Namanya Sutirman Eka Ardhana, biasa dipanggil Eka, atau anak-anak muda menyebutnya Pak Eka. Sebelum menjadi wartawan, Eka aktif bergulat di Persada Studi Klub asuhan Umbu Landu Paranggi, tahun 1970-an. Tak heran jika jiwa penyairnya tak bisa hilang dari dalam dirinya.

Pada 1974-1986 Eka bekerja di harian Berita Nasional, Yogya, yang sekarang menjadi Bernas. Eka, salah satunya mengasuh rubrik ‘Renas’ kependekan dari Remaja Nasional, satu rubrik sastra  bagi remaja pada masa itu, dan sekaligus dia menjadi wartawan di harian itu. Pada tahun 1986-1989 Eka pindah di harian Kedaulatan Rakyat, dan pada tahun 1989-1992 dia bergabung dengan harian Yogya Pos.

Selain menulis berita dia masih rajin menulis puisi, bahkan novel. Oleh karena itu, predikat penyair dan wartawan melekat pada diri Eka. Kini, Eka tak lagi terikat pada satu media harian, sehingga dunia kepenyairan lebih leluasa kembali dia geluti. Ia menjadi redaktur Majalah Kebudayaan ‘Sabana’, yang didirikan para alumni Persada Studi Klub (PSK).
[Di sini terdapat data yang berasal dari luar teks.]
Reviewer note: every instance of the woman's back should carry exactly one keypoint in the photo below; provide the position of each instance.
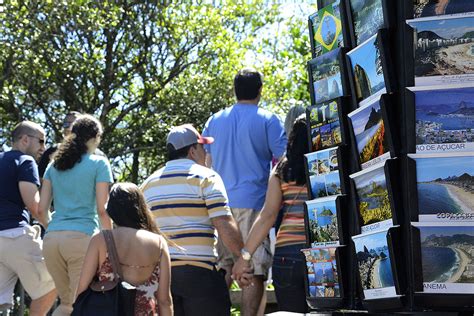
(74, 194)
(139, 254)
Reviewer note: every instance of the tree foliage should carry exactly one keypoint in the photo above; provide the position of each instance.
(139, 66)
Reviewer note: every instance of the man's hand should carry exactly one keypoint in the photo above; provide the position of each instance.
(242, 272)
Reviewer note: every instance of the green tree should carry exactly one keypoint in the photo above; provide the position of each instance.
(140, 66)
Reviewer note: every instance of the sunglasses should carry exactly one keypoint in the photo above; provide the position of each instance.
(40, 140)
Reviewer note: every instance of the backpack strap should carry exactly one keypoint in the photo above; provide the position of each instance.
(112, 251)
Eka lahir di Bengkalis, Riau 27 September 1952. Semasa masih muda dan produktif menulis puisi dia pernah menerbitkan antologi puisi, salah satunya berjudul ‘Emas Kawin’ dan beberapa novel, salah satunya berjudul ‘Cinta Lama Balik Kembali’.
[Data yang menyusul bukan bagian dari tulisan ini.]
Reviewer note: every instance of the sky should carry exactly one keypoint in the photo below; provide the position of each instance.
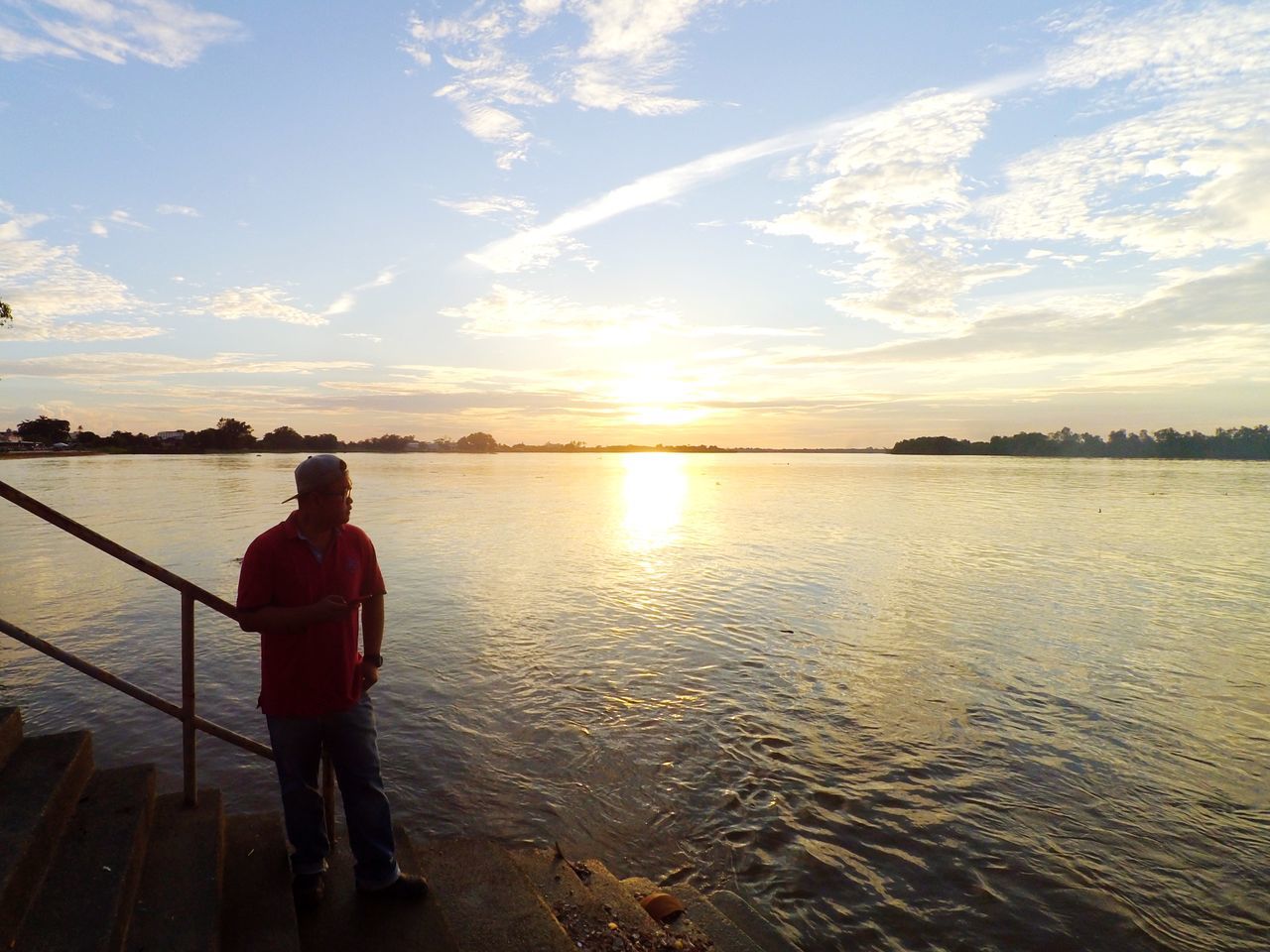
(743, 222)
Sebagai penyair beberapa kali dia tampil membaca puisi di Sastra Bulan Purnama. Bahkan setiap kali diminta untuk mengirim puisi untuk diterbitkan menjadi antologi puisi bersama, Eka selalu menjawab: ‘Siap!’ dan dalam waktu yang tidak terlalu lama,  puisi karyanya dikirim melalui emil.

Beberapa puisinya yang masuk dalam antologi bersama dan di-launching di acara Sastra Bulan Purnama Tembi Rumah Budaya, ada dalam judul ‘Jalan Remang Kesaksian (2015), dan karyanya yang lain masuk di antologi puisi ‘Parangtritis’ (2014), dan antologi puisi 175 Penyair dari Negeri Poci berjudul ‘Negeri Laut’.
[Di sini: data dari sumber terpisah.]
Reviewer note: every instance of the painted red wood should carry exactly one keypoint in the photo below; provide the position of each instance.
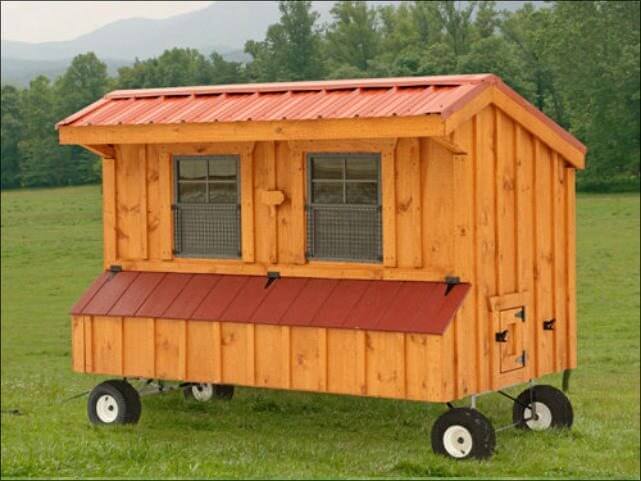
(163, 295)
(86, 297)
(282, 294)
(137, 293)
(396, 306)
(219, 298)
(309, 302)
(190, 297)
(337, 307)
(109, 293)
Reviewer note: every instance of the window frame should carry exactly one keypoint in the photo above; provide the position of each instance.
(310, 204)
(177, 204)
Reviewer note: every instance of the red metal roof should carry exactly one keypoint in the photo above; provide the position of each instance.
(398, 306)
(327, 99)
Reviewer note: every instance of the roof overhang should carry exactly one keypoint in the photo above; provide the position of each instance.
(483, 90)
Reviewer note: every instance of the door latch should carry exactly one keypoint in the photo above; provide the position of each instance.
(501, 336)
(549, 325)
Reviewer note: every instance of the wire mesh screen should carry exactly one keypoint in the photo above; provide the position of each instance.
(202, 230)
(344, 232)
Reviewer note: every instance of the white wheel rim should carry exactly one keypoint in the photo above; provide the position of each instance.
(107, 408)
(202, 392)
(457, 441)
(541, 419)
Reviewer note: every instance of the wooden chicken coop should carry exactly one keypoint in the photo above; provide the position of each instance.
(409, 238)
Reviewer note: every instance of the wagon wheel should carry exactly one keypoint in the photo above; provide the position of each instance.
(552, 409)
(204, 392)
(463, 433)
(114, 402)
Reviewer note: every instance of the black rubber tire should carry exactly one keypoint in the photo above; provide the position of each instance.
(126, 397)
(554, 399)
(221, 392)
(480, 428)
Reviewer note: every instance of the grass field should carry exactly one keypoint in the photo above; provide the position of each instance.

Semasa aktif di Persada Studi Klub, sampai tahun 1980-an, Eka sering tampil membaca puisi. Bahkan Eka pernah menggabungkan antara membaca puisi dengan magic, salah satunya pada saat Eka membaca puisi di Gedung, yang dulu dikenal sebagai Seni Sono, dalam membaca puisi di kepala Eka ada api menyala. Sambil terus membaca puisi, api di kepala Eka masih terus menyala.

Sampai sekarang, Eka masih sering membaca puisi di beberapa tempat di Yogya, tetapi tidak lagi dikaitkan dengan magic. Eka membaca dengan penuh sahaja, bahkan seringkali dia tidak melepaskan tasnya. Dalam banyak acara sastra di Yogya, Eka selalu dengan senang hati menyumbangkan puisinya untuk dibaca, bahkan tidak harus dibacakannya sendiri.

Antara penyair dan wartawan, dalam diri Sutirman Eka Ardhana seperti sudah menyatu. Keduanya saling mengisi dan menguatkan. Namun hari-hari ini Eka lebih suntuk kembali ke dunia sastra. Puisi dan novel kembali dia ciptakan, juga cerpen.

Tampaknya, dunia sastra tak bisa jauh dari kehidupan Sutirman Eka Ardhana.